We All Fall Down


Dear Ashley,

As you know, I seldom go for my daily walk at 4 o’clock on a work day afternoon. But about a year ago, for no particular reason (or so I thought), I made an exception – and I’m very glad I did.  As I came to the round-a-bout at the corner of Segovia and North Greenway, I saw a little boy pass in front of the church on his bicycle just ahead of his dad. I could tell from the nervous wobble in his handlebars and the not-exactly-straight path that he was tracing on the sidewalk that the little boy was just learning to ride a two-wheeler, but he was doing a great job for a beginner. I smiled to myself as I continued on my way remembering, like it was yesterday, teaching you and your brother to ride when you were that little boy’s age.

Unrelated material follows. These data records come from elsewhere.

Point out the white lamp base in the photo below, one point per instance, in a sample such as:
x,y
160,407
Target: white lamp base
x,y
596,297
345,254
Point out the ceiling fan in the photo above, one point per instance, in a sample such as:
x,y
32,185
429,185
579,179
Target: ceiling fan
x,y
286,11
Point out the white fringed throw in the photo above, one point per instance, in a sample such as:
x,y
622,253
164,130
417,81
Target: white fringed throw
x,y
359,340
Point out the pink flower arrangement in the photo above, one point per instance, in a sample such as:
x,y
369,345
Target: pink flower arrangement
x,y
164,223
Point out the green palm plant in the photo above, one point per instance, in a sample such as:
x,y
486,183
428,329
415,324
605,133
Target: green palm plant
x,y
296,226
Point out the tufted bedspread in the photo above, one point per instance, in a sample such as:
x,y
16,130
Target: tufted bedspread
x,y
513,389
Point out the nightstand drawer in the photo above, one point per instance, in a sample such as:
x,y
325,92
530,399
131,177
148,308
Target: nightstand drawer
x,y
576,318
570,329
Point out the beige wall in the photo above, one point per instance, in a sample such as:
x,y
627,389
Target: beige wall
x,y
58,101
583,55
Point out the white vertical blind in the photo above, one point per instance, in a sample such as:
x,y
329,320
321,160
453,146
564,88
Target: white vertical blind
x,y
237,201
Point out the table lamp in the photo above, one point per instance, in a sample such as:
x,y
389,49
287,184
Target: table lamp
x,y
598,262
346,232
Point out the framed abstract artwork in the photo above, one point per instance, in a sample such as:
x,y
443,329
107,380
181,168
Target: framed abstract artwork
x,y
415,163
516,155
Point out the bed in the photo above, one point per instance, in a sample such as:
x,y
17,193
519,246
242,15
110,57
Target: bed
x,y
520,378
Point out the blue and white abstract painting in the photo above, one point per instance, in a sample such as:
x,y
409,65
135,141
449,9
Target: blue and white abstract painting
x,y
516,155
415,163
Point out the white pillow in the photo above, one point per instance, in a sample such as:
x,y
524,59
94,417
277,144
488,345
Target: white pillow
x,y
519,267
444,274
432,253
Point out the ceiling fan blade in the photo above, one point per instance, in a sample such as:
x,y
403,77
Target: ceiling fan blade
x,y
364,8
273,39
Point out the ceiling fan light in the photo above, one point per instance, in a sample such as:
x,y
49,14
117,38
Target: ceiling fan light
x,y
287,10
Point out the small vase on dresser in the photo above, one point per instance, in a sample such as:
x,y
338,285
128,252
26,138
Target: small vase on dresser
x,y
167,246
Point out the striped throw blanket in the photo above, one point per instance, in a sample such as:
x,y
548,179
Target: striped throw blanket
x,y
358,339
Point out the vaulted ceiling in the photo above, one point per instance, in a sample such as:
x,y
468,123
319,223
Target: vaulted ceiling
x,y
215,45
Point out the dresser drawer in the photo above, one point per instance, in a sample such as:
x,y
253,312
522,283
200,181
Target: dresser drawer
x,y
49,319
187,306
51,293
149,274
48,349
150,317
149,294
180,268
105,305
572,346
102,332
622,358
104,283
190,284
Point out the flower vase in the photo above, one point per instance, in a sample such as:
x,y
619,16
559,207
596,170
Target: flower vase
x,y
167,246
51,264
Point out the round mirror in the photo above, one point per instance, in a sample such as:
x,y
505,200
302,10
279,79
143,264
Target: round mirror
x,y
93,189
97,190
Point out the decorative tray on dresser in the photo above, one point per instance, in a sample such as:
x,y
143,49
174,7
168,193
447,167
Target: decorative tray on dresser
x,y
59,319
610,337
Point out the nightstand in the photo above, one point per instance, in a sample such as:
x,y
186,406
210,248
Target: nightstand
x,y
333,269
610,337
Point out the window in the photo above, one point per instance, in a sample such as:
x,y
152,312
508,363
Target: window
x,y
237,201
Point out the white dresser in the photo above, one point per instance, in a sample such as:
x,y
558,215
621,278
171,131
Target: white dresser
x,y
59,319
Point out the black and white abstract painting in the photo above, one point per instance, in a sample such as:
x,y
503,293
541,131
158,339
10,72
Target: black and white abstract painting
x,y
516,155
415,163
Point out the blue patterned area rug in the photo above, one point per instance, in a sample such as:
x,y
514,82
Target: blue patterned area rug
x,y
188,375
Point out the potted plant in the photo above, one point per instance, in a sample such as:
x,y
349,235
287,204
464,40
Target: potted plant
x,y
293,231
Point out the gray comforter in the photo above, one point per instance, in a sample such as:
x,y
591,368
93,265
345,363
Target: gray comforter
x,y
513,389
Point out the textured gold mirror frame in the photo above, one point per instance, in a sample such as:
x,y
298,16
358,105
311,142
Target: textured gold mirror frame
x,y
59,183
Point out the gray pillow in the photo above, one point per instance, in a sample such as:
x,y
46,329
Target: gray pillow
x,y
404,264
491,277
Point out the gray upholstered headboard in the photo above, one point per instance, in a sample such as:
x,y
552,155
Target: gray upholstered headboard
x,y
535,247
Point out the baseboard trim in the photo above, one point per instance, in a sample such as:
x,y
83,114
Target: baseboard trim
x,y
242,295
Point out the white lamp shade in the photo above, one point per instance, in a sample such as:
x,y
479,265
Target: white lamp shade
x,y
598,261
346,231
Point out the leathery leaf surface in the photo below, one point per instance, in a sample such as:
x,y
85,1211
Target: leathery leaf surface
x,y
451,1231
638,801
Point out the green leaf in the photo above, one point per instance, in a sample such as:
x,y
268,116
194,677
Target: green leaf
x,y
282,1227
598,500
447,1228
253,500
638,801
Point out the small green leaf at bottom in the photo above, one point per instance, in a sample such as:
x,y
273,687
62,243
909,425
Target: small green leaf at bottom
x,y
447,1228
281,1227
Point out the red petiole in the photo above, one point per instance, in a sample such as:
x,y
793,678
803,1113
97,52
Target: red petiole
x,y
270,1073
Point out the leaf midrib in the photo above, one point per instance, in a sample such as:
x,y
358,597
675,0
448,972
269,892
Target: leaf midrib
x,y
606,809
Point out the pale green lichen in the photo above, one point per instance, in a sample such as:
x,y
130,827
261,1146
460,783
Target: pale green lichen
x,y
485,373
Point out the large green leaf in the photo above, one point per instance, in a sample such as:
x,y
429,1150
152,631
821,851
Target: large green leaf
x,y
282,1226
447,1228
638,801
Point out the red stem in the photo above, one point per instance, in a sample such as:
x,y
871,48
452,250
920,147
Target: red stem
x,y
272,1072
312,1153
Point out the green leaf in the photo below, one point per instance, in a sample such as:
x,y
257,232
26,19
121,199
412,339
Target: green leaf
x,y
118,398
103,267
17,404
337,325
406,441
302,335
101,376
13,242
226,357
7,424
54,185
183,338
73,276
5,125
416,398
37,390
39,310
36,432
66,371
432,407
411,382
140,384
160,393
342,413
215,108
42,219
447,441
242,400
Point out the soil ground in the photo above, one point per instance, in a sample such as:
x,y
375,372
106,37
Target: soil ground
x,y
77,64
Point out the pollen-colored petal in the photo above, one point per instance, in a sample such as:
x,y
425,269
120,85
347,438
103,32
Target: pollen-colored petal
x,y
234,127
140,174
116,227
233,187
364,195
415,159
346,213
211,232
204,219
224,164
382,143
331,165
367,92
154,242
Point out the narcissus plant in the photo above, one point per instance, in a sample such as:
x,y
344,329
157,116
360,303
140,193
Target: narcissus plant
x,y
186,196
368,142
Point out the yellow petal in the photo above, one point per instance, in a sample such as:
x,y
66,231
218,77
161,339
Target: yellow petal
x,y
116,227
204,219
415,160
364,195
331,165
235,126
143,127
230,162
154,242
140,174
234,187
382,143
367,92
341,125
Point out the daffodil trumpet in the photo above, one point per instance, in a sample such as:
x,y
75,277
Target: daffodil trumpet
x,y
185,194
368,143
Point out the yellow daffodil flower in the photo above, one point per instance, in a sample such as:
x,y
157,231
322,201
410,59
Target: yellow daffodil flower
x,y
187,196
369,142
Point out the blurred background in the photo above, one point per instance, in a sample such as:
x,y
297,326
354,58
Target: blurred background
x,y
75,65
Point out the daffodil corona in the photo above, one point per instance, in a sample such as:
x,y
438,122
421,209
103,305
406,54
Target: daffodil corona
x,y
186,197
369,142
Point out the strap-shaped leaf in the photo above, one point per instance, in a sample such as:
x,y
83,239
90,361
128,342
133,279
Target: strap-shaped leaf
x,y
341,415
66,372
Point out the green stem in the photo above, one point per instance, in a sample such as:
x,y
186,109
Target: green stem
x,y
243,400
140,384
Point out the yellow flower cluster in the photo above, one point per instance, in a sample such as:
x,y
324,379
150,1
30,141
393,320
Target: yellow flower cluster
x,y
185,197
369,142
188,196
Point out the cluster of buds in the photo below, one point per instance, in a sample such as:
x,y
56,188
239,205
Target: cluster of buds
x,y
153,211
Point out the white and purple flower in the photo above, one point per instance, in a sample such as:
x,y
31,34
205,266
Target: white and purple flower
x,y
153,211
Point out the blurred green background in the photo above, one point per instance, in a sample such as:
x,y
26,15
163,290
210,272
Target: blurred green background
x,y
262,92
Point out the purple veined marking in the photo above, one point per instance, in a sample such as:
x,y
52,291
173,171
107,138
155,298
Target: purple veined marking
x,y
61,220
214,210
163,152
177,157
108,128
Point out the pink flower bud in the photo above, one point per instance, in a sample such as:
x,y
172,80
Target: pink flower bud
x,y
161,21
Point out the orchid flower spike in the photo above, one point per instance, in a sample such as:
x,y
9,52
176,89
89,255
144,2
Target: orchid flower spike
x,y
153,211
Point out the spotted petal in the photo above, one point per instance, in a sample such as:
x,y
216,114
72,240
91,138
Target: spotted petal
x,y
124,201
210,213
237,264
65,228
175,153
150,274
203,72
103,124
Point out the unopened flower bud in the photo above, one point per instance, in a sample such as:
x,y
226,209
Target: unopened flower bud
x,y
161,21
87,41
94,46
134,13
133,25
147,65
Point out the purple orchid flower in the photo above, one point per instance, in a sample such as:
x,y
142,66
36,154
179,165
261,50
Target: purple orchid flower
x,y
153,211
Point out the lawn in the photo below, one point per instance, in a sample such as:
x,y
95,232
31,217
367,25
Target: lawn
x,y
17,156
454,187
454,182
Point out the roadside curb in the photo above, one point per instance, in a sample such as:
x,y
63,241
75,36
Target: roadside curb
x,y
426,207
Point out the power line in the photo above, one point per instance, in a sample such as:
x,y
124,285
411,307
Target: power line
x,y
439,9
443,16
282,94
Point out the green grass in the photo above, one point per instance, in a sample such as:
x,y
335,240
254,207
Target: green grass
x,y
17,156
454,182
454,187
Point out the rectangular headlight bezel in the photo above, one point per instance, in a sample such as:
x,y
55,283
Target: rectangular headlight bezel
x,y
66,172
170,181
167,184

A few blocks later, I looked up and, in the distance, saw the bike in a heap next to the sidewalk and the little boy sobbing in his dad’s arms. By the time I arrived at the “scene of the accident” the little boy was back on his feet standing next to his now upright bike. His dad was trying, unsuccessfully, to coax him to get back on. I stopped and got down into a catcher’s squat so that I could see into the still tear-stained eyes of the little boy. Not gonna lie, his dad was a little freaked out at first! “Excuse me,” I began. “Was that you I saw riding this bike way back there at the church?” He nodded, shyly. “Do you mean to tell me that you rode this bike all the way from that church to here and this was the first time you fell down,” I asked. He nodded again, this time with the slightest hint of pride. “That’s AMAZING,” I blurted out. “You are a really good bike rider!” “See, I told you,” his dad chimed in. “What do you say?” “Thank you,” the little boy responded.

Seeing an opening, I continued. “I don’t know whether your dad told you this,” I said, “but everyone who rides a bike falls off from time to time – even your dad and me.” He glanced up at his dad looking for affirmation that I was telling the truth. “He’s right,” his dad quickly responded. “But here’s a secret your dad may not have told you,” I whispered: Only really brave bike riders get right back on their bikes and start riding again.” I paused for a moment, got up with a smile, wished him luck, told him to keep up the good work and headed off down the sidewalk. A block and a half later, I looked over my shoulder and saw the little boy speeding back down the sidewalk with a renewed sense of confidence, a few “battle scars” and a smile from ear-to-ear matched only by my own.

Would that little boy have gotten back on his bike if I hadn’t stopped? Probably. Would he have gotten back on it with the same sense of confidence and a smile? I’m much less certain of that. Would I have had the wisdom and courage to offer him the few words of praise and encouragement that I did five years ago? I seriously doubt it. You see, Ashley, you were the one who, through your suffering, taught me the importance of seizing moments like that one. You are the reason that little boy got back on that bike. It was your “voice” (albeit with me acting as your spokesperson) that gave him the courage, despite his fall, to get back up, brush himself off and give it another try. He and I thank you for those gifts – from the bottom of our hearts.